Linked: Ongoing M365 Tenant Upgrades/Migrations
Greg raises the red flag on what is essentially the reality for many organizations now, that our cloud providers will constantly be patching, updating, and changing, the platforms where we need to perform collections as part of the eDiscovery process.
“Once upon a time we had dev/test environments where we could run validation tests on major software releases before we applied those upgrades to our production environment. Now providers roll out huge changes to infrastructure, features and performance with minimal or no notice. Using a dedicated eDiscovery platform to apply holds or run searches in M365, G-Suite or other cloud data sources may not protect you from issues introduced during upgrades. Agile/Sprint development cycles have radically increased the rate of new feature releases and eDiscovery modules are dependent on the core platform services. While automated QC systems have improved, eDiscovery seems to be the ultimate stress test of any content management system.”

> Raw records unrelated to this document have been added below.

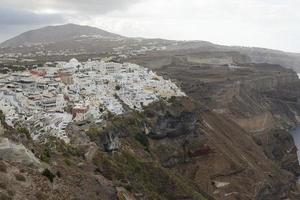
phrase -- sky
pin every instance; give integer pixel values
(260, 23)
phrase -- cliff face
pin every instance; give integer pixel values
(215, 154)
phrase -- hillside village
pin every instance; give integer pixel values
(46, 99)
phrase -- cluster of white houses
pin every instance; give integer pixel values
(47, 99)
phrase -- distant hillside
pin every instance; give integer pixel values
(52, 34)
(90, 40)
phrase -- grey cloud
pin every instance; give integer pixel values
(12, 17)
(80, 6)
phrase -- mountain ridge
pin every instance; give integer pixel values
(54, 34)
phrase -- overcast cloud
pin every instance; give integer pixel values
(263, 23)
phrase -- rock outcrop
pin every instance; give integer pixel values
(12, 152)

It’s not normal for us to be using a platform that works one way, then changes and works another way two weeks later, but that is absolutely the way the Agile development is going to happen. The decision to change will be pushed by the business case for making the change, eDiscovery will be a second thought, if a thought at all.
That means two things in my mind in addition to the things Greg lays out in his post below.
1. You have to test, test, test. Constantly. You have to stay on top of new features, old feature changes, undocumented changes, etc.
2. The legal industry as a whole is going to have to get a lot more comfortable with “good faith efforts” being a little more of a gray area as these changes get made. What we could collect easily before, may require a lot more time and effort today, or it may not be possible today because of a bug in a recent update.
It’s going to happen. Whether you want to talk about M365, Google, cloud document management, cloud review platforms, or even cloud backups. Things will happen beyond our ability to control them, and those things will impact eDiscovery. Are we going to be OK accepting that?